CBO anticipates that these and the other HSA changes will reduce Uncle Sam’s revenue by $23 million in fiscal 2007 and by $50 million the following fiscal year.

In fiscal 2009, the loss to the federal budget should be $64 million, and the amount inches up from there to peak at $212 million in 2016, the last year of the projection.

The CBO document states that these numbers were generated by the Joint Committee on Taxation, a Congressional workgroup that was chaired by Sen. Chuck Grassley (R-Iowa), the outgoing chair of the Senate Finance committee.

As for Medicare Part B outlays for physician services, CBO says that spending should increase by $1.8 billion in FY07 and by $1.3 billion in FY08 and FY11 for a total of $3.1 billion by 2016. However, 2007 and 2008 are nothing more than a grace period for doctors because the sustainable growth rate mechanism is still in place at CMS.

Other provisions of the Act will boost spending on the Part B doctor quality initiative by a total of about $1.4 billion by 2016, for a total increase to docs under Part B expected to come to just a bit more than $5 billion. Other provisions of the Act will increase payments for dialysis by about $1.1 billion over 10 years as well as spending on contractors who will perform audits for Medicare, expected to add up to $4.4 billion over the term of the projection.

David Merritt, project director at the Center for Health Transformation (Washington), told Medical Device Daily that Congress does not look forward to the next round of Medicare fisticuffs.

“My guess is that if Congress had its druthers, it would kick the can down another year,” Merritt said.

The Medicare Payment Advisory Commission (MedPAC) has gone on record as saying that the SGR approach, though not ideal, may be the best mechanism currently available.

However, Merritt said that “[w]hat MedPAC has also said is that we should look more closely at P4P, and I think that’s where the whole system needs to go.” He argued that the current approach to delivery of medical services has so warped the ability to determine value that “nobody knows the true value of any service and neither does HHS.

“Whey they’re taking 5%, they could be taking 10%, so absent any fundamental change in the way we pay for healthcare,” there will be no fix for the budgetary dilemma presented by Medicare.

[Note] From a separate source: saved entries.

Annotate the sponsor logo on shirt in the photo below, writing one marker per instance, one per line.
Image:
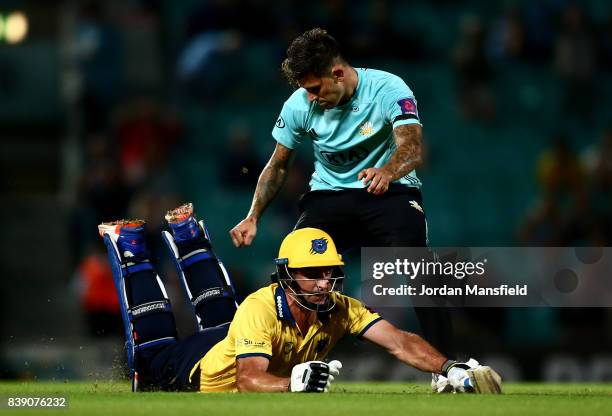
(288, 347)
(250, 343)
(366, 129)
(408, 106)
(416, 206)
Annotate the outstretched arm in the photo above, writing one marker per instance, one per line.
(269, 183)
(407, 347)
(407, 156)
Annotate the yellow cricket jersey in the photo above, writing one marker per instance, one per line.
(263, 326)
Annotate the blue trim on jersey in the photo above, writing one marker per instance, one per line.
(368, 326)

Merritt said that he could not project whether a Democrat majority in the House would go after the cuts to Medicare imaging that survived the 109th Congress.

The American Medical Association (Washington) informed Congress in no uncertain terms that doctors would bail out on Medicare work if the 5% reductions held. But CMS has a couple of surveys that doctors responded to anonymously, and it said they indicate that most intend to continue to take Medicare patients.

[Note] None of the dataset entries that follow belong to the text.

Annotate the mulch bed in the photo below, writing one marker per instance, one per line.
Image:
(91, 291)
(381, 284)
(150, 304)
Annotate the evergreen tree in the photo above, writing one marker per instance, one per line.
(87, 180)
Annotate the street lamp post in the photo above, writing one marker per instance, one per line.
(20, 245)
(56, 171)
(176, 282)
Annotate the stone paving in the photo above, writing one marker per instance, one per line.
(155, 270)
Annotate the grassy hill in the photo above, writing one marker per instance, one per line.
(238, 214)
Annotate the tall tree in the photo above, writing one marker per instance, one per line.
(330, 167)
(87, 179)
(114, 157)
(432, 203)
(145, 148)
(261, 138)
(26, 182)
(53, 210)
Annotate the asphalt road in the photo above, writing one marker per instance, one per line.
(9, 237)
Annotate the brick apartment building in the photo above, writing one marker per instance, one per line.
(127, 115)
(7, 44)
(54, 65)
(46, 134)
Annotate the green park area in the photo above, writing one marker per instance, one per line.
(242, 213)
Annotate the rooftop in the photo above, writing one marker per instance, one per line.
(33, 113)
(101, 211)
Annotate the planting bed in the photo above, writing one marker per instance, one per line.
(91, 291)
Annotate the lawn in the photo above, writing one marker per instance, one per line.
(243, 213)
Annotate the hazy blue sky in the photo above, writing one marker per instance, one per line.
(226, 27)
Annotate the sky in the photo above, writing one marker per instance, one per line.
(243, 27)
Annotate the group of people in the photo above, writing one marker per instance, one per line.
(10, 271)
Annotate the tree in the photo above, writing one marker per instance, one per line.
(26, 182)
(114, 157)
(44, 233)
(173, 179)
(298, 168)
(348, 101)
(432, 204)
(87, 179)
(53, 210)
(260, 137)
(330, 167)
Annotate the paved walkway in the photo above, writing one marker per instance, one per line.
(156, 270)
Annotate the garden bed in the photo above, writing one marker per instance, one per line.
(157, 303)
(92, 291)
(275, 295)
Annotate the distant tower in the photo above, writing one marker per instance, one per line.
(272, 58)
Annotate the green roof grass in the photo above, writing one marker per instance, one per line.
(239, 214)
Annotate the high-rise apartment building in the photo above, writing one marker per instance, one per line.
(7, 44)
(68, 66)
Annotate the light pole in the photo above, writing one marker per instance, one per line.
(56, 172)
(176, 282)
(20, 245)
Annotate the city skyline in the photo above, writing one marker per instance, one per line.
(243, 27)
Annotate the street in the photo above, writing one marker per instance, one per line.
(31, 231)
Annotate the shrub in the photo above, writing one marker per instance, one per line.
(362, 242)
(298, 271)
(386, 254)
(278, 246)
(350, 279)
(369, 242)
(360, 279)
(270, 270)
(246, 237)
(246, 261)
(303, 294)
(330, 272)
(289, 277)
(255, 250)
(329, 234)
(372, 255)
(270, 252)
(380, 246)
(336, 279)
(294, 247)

Congress is aware of this, and Merritt acknowledged that the lobbying by AMA is not an exercise in pure altruism.

“AMA will always argue that the sky will fall with any pay cut,” he said, but he countered with the assertion that “when reimbursement rates continue to drop, it doesn’t make any sense for them to continue to provide services.”

Merritt did not disagree with the proposition that the intensity of services presents budget-minded members of Congress with a serious dilemma, especially when such increases in utilization do not always correlate with improved outcomes.

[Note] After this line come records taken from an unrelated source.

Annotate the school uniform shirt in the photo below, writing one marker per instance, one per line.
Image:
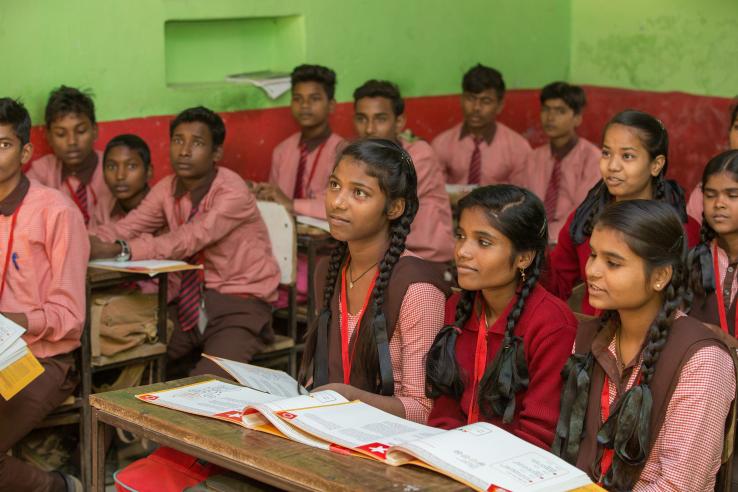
(45, 277)
(568, 260)
(320, 160)
(227, 230)
(580, 171)
(431, 234)
(420, 320)
(548, 329)
(503, 152)
(48, 170)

“We need to move to a system that pays for outcomes” and not for services that doctors prescribe to cover their legal derrieres. “Absent any kind of fundamental reform, we’re going to see these games played, and they’ll look for ways to cut corners and cut costs, and it just happened that physicians are in line for cuts. With a Democratic Congress in place, insurers may be next,” he asserted.

Merritt said that he sees market forces as the best hope for reforming medical care in the U.S., including tort reform to cut down on defensive medicine. Prospects for tort reform “dimmed significantly on Nov. 7,” he said, but he pointed out that malpractice insurance premiums have “dropped dramatically” in Texas, which has implemented caps on damages in malpractice cases.

Overall, Merritt said that “[m]aking healthcare more like every other market is the way we need to go,” and that if Congress wants affordable healthcare for the U.S., “it absolutely has to happen.”